Development and Examination of a Pseudo-3D Model for Density Current and Sediment Movement
|關鍵字:||分層;三維;異重流;水庫;Layer-integrated;Three Dimensional;Sediment;Density Current|
The sediment transport behavior in reservoirs can be classified into delta build-up, density current and turbidity layer. The sediment-laden flow entering into the reservoirs behaves like a jet shooting into a stilling basin, and the sediment deposits to form a delta at the entrance due to sudden deceleration. The numerical models for delta formation have been well developed and frequently used to simulate and analyze the flow phenomenon. In addition to the delta formation, the silt and clay plunging beneath the clear water due to density difference and moving toward the dam, is recognized as density current. Most of the numerical models being developed for density current were vertical 2D. However, the behaviors of flow and density current in reservoirs are indeed three dimensional.
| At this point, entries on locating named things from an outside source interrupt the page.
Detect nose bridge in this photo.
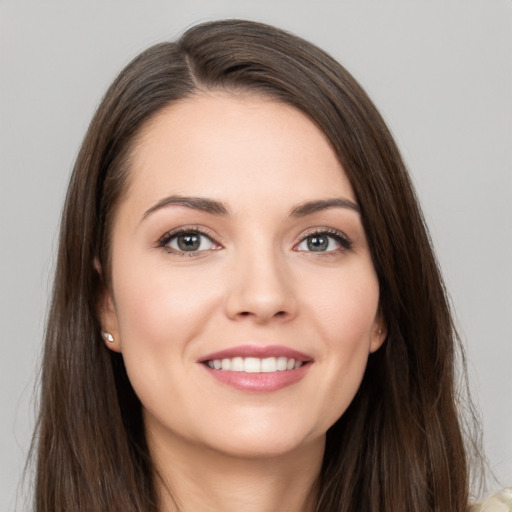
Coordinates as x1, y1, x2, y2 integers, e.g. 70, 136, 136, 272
227, 235, 295, 322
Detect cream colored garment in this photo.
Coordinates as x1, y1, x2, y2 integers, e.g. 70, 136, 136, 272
468, 487, 512, 512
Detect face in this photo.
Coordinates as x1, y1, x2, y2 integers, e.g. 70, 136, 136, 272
101, 93, 385, 457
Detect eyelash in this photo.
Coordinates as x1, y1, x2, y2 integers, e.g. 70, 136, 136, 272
296, 229, 353, 256
157, 226, 220, 257
157, 226, 353, 257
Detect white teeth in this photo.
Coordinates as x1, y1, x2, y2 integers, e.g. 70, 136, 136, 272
206, 357, 303, 373
244, 357, 261, 373
261, 357, 277, 373
276, 357, 288, 372
230, 357, 244, 372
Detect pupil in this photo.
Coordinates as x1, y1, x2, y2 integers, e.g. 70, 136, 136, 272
178, 233, 201, 251
308, 236, 329, 252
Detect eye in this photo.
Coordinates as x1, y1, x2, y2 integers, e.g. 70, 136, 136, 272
295, 231, 352, 252
159, 230, 218, 253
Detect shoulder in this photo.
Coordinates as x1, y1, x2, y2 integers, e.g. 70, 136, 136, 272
468, 487, 512, 512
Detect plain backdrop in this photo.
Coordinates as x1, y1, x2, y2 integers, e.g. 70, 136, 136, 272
0, 0, 512, 511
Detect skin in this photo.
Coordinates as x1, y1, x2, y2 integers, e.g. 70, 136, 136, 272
100, 92, 385, 512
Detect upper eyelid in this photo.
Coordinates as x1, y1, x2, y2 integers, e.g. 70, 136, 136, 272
157, 225, 222, 246
157, 224, 352, 246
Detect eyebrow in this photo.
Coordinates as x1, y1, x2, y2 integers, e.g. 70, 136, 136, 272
291, 197, 361, 217
142, 196, 229, 220
142, 195, 361, 220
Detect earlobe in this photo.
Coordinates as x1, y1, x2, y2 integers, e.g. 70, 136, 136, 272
94, 258, 121, 352
370, 319, 388, 352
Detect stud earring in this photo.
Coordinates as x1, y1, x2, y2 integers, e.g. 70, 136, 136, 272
101, 331, 114, 343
Transport behaviors of density current and its characteristics including marching speed of head, momentum exchange, sediment deposition should be analyzed by using 3D models. Under the past support of National Science Council, Hung (2007) proposed a pseudo-3D layer-integrated model in which a quadratic shape function used to approximate the velocity distribution in layer ensures the continuity of velocities and shear stress at interfaces. The water depth solved directly without the need of 2D sub-models, whereas the computation is simplified and stable. In this study, Hung’s model will be extended to cover the properties including the unstructured grid and σ-coordinate, and therefore, to allow the numerical grid adapting to complex geometries and terrains. The mixing length concept predicting vertical turbulent viscosities will be embedded into the flow model. The state function for density variation and transport mechanisms including sediment deposition, momentum exchange will be also adopted in this model. In lieu of simulation study performed for some published laboratory data and measured data from Shi-Men Reservoir, the transport mechanism of density current will be intensively analyzed as the basis for planning sediment sluicing strategies.